Le procès de Jayraj Sookur, qui a tenu le pays en haleine pendant quatre semaines, a pris fin cet après-midi, après l’énoncé de la sentence par le juge Benjamin Marie-Joseph. Tout juste avant, lors des plaidoiries présentence, la poursuite, menée par Me Mehdi Manrakhan, s’était adressée à la cour sur les circonstances de ce meurtre et sur la peine de prison adéquate. Me Manrakhan a préconisé dans un premier temps la servitude pénale à vie, faisant état d’un acte « odieux qui ne mérite aucune clémence ». Cependant, en prenant en compte les dispositions de la loi, la poursuite a préconisé pas moins de 60 ans de prison.
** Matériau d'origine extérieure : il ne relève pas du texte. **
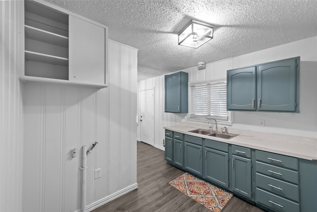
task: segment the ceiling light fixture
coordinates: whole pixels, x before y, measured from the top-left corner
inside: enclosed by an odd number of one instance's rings
[[[193,19],[178,33],[178,45],[197,49],[213,37],[213,25]]]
Me Manrakhan a soutenu dans sa plaidoirie présentence que Jayraj Sookur avait calculé son coup et a agi sans aucun respect pour sa belle-fille, « qu’il aurait dû protéger au lieu de la tuer », ajoutant que Sookur avait méticuleusement planifié de la tuer afin de s’emparer de l’héritage de sa belle-fille, « qui était devenue un obstacle dans sa quête pour s’emparer de tout son héritage laissé par son défunt père ». Selon la poursuite, Jayraj Sookur avait aussi bien planifié où il allait se débarrasser du corps de Stacey Henrisson. « The body was dumped like that of an animal with no respect whatsoever », a poursuivi Me Manrakhan. Ce dernier devait aussi soutenir que la manière dont le corps a été retrouvé, soit à moitié nu, indique qu’il a dû y avoir des actes de relations sexuelles avant la mort. Me Manrakhan a aussi tenu à faire part du comportement de Jayraj Sookur lors du procès. « Il n’a pas manqué d’user de tout un stratagème pour se sortir de ce crime odieux, allant jusqu’à inciter sa fille Maryssa à venir débiter des mensonges en cour », a-t-il soutenu.
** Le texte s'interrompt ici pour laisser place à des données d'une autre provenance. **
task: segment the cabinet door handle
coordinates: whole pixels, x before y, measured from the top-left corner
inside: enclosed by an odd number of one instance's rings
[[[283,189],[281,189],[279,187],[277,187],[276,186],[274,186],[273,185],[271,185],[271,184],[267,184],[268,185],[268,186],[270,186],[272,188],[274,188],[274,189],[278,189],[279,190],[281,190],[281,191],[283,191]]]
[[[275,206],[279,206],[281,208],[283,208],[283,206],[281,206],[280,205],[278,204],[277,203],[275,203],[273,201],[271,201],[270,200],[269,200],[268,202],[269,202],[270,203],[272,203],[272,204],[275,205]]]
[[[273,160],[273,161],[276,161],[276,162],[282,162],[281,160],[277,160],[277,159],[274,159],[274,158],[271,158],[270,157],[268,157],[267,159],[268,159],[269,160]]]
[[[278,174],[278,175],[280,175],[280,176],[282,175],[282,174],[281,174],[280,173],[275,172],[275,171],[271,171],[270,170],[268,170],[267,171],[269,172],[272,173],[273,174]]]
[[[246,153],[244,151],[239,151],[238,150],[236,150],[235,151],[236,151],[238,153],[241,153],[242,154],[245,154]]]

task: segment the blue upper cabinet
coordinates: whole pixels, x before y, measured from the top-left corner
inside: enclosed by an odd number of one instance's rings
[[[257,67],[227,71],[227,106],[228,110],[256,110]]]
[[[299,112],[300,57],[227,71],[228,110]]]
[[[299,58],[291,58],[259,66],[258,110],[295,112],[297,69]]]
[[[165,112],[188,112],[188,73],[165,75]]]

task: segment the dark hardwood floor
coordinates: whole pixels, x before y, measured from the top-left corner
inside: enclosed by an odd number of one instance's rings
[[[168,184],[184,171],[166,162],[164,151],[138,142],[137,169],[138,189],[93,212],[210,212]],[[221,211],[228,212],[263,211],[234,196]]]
Me Avineshwar Dayal, l’homme de loi de Jayraj Sookur, a pour sa part demandé au juge de bien évaluer la pertinence des propos de la poursuite, étant donné que les jurés n’ont pas donné de raisons explicites après avoir reconnu coupable son client à une majorité de 7 contre 2. Me Dayal a demandé à la cour de prendre en considération l’âge de l’accusé et le fait qu’il n’a pas eu de démêlés avec la justice auparavant. Il a soutenu que l’acte de son client n’était pas planifié et qu’aucune arme ou objet quelconque n’ont été saisis dans le sillage de cette affaire.
S’adressant à la cour lors de cette audience présentence, Jayraj Sookur a réitéré qu’il est innocent. « Je remercie la cour pour son temps et sa patience. Depuis le début je clame mon innocence et je le maintiens. Je n’ai rien à faire avec ce crime. Stacey était comme ma fille et restera mon enfant. Je demande la clémence de la cour pour la sentence ».
Pour rappel, c’est partiellement dénudée dans un sac en plastique jeté au fond d’un ravin à Plaine-Champagne que Stacey Henrisson avait été découverte le 13 mai 2012, le corps en état de décomposition, par des randonneurs. Deux suspects ont été arrêtés quelques jours plus tard, Jayraj Sookur, compagnon de la mère de Stacey Henrisson, accusé de meurtre, et son chauffeur Ramdassen Tany, pour complicité dans ce meurtre. Ce procès très médiatisé qui a duré environ quatre semaines a vu défiler une trentaine de témoins, dont les proches et parents de la victime, venus faire état des appels à l’aide de l’adolescente, et aussi de ceux impliqués dans l’enquête policière, venus faire la lumière sur le meurtre.